A giant crack had opened up in the core of my foundation and everything was being sucked in…at least that’s how it felt to me. Up to that point, my life had been easy. I was married to a professor and we lived what might be called a charmed life, both of us young, athletic, educated, and vibrant. Our home just north of San Diego overlooked a small, tranquil lake and we had an active social life. I was able to devote my time to a cause I believed in: volunteering with a nonprofit that took in unwanted pets and re-homed them. Until the nonprofit hired an Educational Director, I functioned as the education department, and I poured my heart into it. Having been a teacher for many years, much of my time there was spent compiling a teaching manual that incorporated humane animal treatment with middle school language arts.

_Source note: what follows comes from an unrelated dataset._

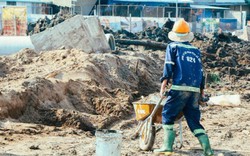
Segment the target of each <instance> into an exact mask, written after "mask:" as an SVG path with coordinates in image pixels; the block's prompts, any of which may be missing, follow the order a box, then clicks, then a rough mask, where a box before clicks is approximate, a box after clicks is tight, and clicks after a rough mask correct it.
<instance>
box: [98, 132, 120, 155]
mask: <svg viewBox="0 0 250 156" xmlns="http://www.w3.org/2000/svg"><path fill="white" fill-rule="evenodd" d="M95 136H96V156H120V155H121V143H122V134H121V133H120V132H118V131H116V130H97V131H96V133H95Z"/></svg>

They hired me after I’d completed the manual. I loved my work and my life.
I hadn’t pursued a spiritual path, though I’d come to realize a few years before that God, in whatever form that meant, exists. Perhaps I didn’t feel an immediate need for anything deeper. But when things changed so dramatically for me, I suddenly felt very vulnerable and alone.
Not knowing how to manage the ups and downs of a marriage relationship, my husband and I decided to separate. He found an apartment, and I couldn’t afford to keep our home on the little lake. When we decided to actually go through with the divorce, I too started looking for another place to stay. Our home went on the market to be sold. Some friends had just remodeled their third floor and said I could rent it, but they decided not go through with it just two days before I was to move in. Where was I to go?
My job at the animal care center collapsed at the same time. A lawyer friend had told me I should get a copyright on the teaching manual I’d put together, and since I finished it before I was hired, I could indeed do that. Unfortunately, the director was furious that I’d gotten a copyright before they did and, barely able to contain his anger, he fired me.
So, I had no marriage, no home, and no job . . . all at once. Money was suddenly very tight. I desperately needed a friend to repay $7 that I’d lent her a few months before. In her comfortable situation, repaying $7 didn’t seem like a big deal, but it certainly would have meant a lot to me.
Desperation was seeping in, but surprisingly so was something else. . .a feeling that eventually everything would be all right. It was as if God were whispering in the back recesses of my mind that this was a learning time, a growing time, and one to remember. This assurance filled my soul, pushing out the desperation, and giving me the confidence to put one foot in front of the other without becoming overwhelmed by my situation. I knew that eventually, even though things would be different, I would be okay. Throughout life’s twists and turns, even now, that quiet assurance has continued to fill me.